Les pressions des alliés de l’Occident
La posture occidentale, et donc française par extension, mérite cependant qu’on élargisse le spectre de la controverse nucléaire au voisinage de la République islamique d'Iran. Israël et l’Arabie Saoudite, ennemis jurés de Téhéran, font partie des « alliés » et nul doute que ceux-ci «
feront pression pour que les Occidentaux fassent preuve de fermeté sur le dossier nucléaire. »
A cet égard, Clément Therme pointe du doigt «
l’alarmisme des médias et des milieux occidentaux qui est totalement déplacé. Selon un rapport de la CIA que j’ai pu consulté, la première suspicion d’arme nucléaire en Iran date de 1976… De manière générale, il y a davantage de Français qui pensent que l’Iran possède la bombe, alors qu’elle ne l’a pas, que de Français qui savent qu’Israël en est détentrice. »
Un accord à court terme envisageable ?
De son côté, l'Iran pratique une «
diplomatie à plusieurs voies » qui repose sur les rivalités entre les factions internes, les radicaux et les modérés. Mais elle présente par ailleurs une faiblesse majeure, à savoir, une situation économique désastreuse. De sorte «
qu’il est plus difficile pour le régime de justifier la priorité donnée au nucléaire qu’à l’achat de vaccins contre le coronavirus. Aujourd’hui, une majorité d’Iraniens développent un sentiment d’injustice puisqu’ils se préoccupent davantage du développement économique de leur nation que des dissensions sur le nucléaire. » Or les sanctions imposées par les Etats-Unis, notamment l’embargo pétrolier, asphyxient le régime iranien. «
C’est tout le paradoxe de la République islamique d'Iran. L’anti-américanisme idéologique coûte cher mais la situation interne du pays dépend toujours des élections américaines et du président en place. »
Un élément pourrait donner quelques indications sur les intentions diplomatiques et aspirations internes de la République islamique à court terme.

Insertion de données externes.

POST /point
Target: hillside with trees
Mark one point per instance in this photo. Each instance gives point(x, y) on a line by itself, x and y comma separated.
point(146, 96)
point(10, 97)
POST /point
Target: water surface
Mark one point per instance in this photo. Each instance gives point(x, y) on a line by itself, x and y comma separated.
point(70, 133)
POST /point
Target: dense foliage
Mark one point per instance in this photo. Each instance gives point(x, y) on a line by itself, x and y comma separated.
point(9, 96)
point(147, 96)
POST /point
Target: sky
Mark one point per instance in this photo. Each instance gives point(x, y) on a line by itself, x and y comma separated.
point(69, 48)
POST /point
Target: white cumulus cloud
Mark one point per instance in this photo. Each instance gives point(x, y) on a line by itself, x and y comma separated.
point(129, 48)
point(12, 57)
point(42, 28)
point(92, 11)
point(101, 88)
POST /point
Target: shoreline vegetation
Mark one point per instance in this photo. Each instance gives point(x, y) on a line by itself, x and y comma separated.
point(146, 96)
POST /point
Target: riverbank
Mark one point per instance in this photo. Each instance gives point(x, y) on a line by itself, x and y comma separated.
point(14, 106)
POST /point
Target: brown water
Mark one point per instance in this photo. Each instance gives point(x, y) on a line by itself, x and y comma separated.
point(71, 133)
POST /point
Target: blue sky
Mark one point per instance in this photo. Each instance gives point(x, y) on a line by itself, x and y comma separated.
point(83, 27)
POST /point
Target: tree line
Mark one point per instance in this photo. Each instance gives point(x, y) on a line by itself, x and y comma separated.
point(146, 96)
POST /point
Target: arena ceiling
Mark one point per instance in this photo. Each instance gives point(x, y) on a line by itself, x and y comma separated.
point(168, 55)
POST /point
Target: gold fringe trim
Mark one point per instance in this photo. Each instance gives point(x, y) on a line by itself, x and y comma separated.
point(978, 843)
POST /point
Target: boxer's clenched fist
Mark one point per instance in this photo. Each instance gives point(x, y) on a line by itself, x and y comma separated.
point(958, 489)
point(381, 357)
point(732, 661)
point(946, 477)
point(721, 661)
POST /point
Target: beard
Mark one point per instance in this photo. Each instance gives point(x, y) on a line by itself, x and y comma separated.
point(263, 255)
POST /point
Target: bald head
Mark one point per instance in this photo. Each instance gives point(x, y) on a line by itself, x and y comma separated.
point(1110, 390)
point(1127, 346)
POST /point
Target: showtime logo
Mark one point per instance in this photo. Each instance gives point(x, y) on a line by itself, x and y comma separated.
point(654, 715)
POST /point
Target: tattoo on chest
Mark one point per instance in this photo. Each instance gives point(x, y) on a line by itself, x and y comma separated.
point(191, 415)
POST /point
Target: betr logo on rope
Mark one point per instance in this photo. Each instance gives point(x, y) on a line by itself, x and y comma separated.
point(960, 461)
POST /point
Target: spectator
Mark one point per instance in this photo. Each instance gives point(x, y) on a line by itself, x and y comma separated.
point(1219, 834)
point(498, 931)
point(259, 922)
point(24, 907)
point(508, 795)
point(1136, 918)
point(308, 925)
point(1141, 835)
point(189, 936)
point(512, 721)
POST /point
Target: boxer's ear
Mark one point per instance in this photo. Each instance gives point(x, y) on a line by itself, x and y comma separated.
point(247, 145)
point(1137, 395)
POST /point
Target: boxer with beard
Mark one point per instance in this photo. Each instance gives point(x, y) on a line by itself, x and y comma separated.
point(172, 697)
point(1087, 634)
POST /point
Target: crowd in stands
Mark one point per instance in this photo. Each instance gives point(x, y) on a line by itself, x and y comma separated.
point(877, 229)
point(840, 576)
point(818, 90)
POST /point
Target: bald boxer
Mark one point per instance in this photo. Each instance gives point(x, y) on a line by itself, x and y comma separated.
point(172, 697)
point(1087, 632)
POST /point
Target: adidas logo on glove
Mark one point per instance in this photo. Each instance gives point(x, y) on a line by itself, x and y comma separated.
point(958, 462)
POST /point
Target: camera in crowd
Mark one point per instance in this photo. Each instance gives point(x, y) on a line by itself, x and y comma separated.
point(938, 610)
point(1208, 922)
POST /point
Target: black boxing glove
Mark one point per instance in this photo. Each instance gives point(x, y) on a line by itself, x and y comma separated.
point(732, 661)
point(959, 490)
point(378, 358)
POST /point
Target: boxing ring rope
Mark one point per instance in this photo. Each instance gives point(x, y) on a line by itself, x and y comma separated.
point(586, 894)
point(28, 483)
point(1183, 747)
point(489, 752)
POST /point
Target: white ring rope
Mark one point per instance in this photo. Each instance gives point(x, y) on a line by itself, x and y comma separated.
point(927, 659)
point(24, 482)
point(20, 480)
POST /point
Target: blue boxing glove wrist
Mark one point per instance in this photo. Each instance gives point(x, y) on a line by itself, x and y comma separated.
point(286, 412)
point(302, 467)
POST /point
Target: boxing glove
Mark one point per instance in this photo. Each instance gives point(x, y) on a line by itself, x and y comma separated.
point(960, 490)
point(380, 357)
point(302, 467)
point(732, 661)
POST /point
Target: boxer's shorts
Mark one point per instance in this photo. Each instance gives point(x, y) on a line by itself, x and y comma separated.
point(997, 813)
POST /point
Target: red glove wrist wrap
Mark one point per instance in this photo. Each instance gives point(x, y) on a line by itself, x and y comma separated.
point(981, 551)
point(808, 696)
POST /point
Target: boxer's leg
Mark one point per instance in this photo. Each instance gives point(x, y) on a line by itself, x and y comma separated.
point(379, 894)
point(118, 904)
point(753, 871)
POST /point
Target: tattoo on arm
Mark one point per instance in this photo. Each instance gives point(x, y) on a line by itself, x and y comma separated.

Son projet de budget pour la période courant de mars 2021 à mars 2022 (ndlr : l’année débute en mars dans le calendrier persan) est calculé sur la base d’exportation de deux millions de barils par jour contre moins de 300.000 actuellement. Et l’expert sur le nucléaire d’avancer cette hypothèse : «
la République islamique souhaite un accord à court terme qui lui permettrait d’accroître ses exportations de pétrole dans le mesure où elle respecte les termes de l’accord de 2015. » Un desserrement qui ferait office de ballon d’oxygène pour l’Iran.